1 unstable release
new 0.1.0 | Jan 10, 2025 |
---|
#591 in Text processing
96 downloads per month
2.5MB
159 lines
Viterbi POS Tagger
An implementation of the Viterbi algorithm for part-of-speech (POS) tagging in Rust with no external dependencies.
How to Use
This package is straightforward to use:
- First, load your training data (as a tagged corpus) and your text to tag from text files
- Next, convert the training data to a list of words and a vector you can run into the tagging algorithm
- Finally, pass a vector of your text to tag into the main tagging function
use std::env;
use viterbi_pos_tagger::*;
pub fn main() {
// set up argument parsing and assign our training data and input text to first and second args
let args: Vec<String> = env::args().collect();
let training_filename = &args[1];
let input_text_filename = &args[2];
// read training file
let training_file_data = read_corpus(training_filename);
// separate words and their tags and put them into a vector
let word_list = get_words(&training_file_data);
let all_data = all_data_vec(word_list);
// reading our file to tag line by line
let file_lines = lines_from_file(input_text_filename);
// you can also pass your own vector to tag like so:
//let input_text = vec!["This is a test."];
// converting our Vec<String> to Vec<&str> and tagging
let file_lines_processed: Vec<&str> = file_lines.iter().map(|x| &**x).collect();
tagger(file_lines_processed, all_data);
}
Then, simply run your file containing the function above with the filename as an argument. The tagged text will be returned as a vector of tuples:
cargo run --bin tag_words training_file.txt file_to_tag.txt
// example output: [("the", "AT"), ("grand", "JJ"), ("jury", "NN"), ("commented", "VBD")]

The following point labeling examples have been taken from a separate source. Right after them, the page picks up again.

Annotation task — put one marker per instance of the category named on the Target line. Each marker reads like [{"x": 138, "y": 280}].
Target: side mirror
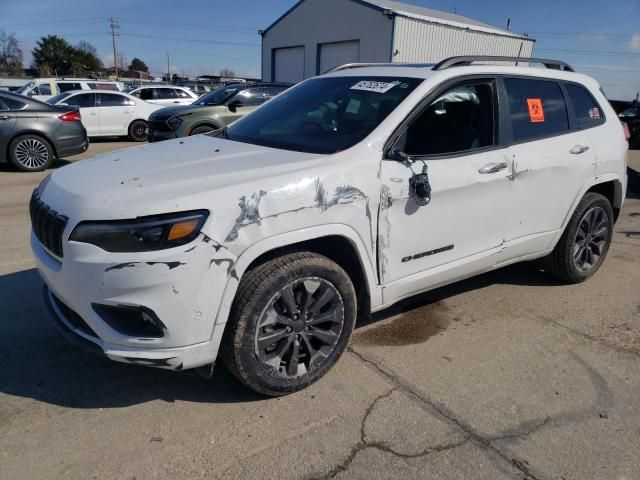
[
  {"x": 420, "y": 187},
  {"x": 232, "y": 106}
]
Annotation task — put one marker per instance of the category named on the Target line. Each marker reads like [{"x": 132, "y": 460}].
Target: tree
[
  {"x": 10, "y": 54},
  {"x": 138, "y": 65},
  {"x": 85, "y": 58},
  {"x": 54, "y": 53},
  {"x": 227, "y": 72}
]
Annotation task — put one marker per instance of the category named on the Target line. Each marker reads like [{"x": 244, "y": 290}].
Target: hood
[
  {"x": 173, "y": 175},
  {"x": 178, "y": 110}
]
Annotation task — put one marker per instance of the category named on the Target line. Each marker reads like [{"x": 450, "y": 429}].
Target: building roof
[{"x": 424, "y": 14}]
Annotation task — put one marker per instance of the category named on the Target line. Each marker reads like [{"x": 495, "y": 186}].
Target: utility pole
[{"x": 114, "y": 27}]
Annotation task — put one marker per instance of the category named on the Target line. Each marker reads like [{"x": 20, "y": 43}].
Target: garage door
[
  {"x": 338, "y": 53},
  {"x": 288, "y": 64}
]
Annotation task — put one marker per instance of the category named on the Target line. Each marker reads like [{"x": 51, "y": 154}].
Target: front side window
[
  {"x": 13, "y": 104},
  {"x": 86, "y": 100},
  {"x": 164, "y": 93},
  {"x": 459, "y": 120},
  {"x": 250, "y": 97},
  {"x": 323, "y": 115},
  {"x": 588, "y": 112},
  {"x": 537, "y": 108},
  {"x": 68, "y": 86}
]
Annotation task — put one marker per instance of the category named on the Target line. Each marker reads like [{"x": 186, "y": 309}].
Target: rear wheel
[
  {"x": 585, "y": 242},
  {"x": 290, "y": 322},
  {"x": 138, "y": 131},
  {"x": 30, "y": 153},
  {"x": 203, "y": 129}
]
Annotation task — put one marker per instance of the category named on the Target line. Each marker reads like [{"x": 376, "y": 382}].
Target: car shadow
[{"x": 39, "y": 363}]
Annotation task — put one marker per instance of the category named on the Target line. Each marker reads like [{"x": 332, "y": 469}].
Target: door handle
[
  {"x": 578, "y": 149},
  {"x": 493, "y": 167}
]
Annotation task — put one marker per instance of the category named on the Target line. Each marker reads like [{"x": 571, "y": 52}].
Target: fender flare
[
  {"x": 290, "y": 238},
  {"x": 604, "y": 178}
]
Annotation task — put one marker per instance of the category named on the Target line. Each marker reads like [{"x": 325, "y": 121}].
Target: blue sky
[{"x": 601, "y": 38}]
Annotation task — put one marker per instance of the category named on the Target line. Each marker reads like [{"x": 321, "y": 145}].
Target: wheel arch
[
  {"x": 338, "y": 242},
  {"x": 37, "y": 133},
  {"x": 203, "y": 123}
]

There is also a helper function to split your tagged corpus into a smaller training corpus, if needed. The following function chunks your vec of words into two vecs, with one the first 20% of the corpus and the remaining 80% in the other:
use pos_tagger::training_and_validation_data_split;
let all_data = training_and_validation_data_split(word_list);
let training_data = all_data.0;
let remaining_data = all_data.1;
Corpus Formatting
Training corpora should be formatted similarly to the Brown Corpus: with each word separated from its tag by an underscore, like so: "the_AT Fulton_NP County_NN Grand_JJ Jury_NN said_VBD Friday_NR an_AT investigation_NN of_IN Atlanta's_NP$ recent_JJ primary_NN election_NN produced_VBD no_AT evidence_NN that_CS any_DTI irregularities_NNS took_VBD place_NN ._."
The complete Brown Corpus is included with the package.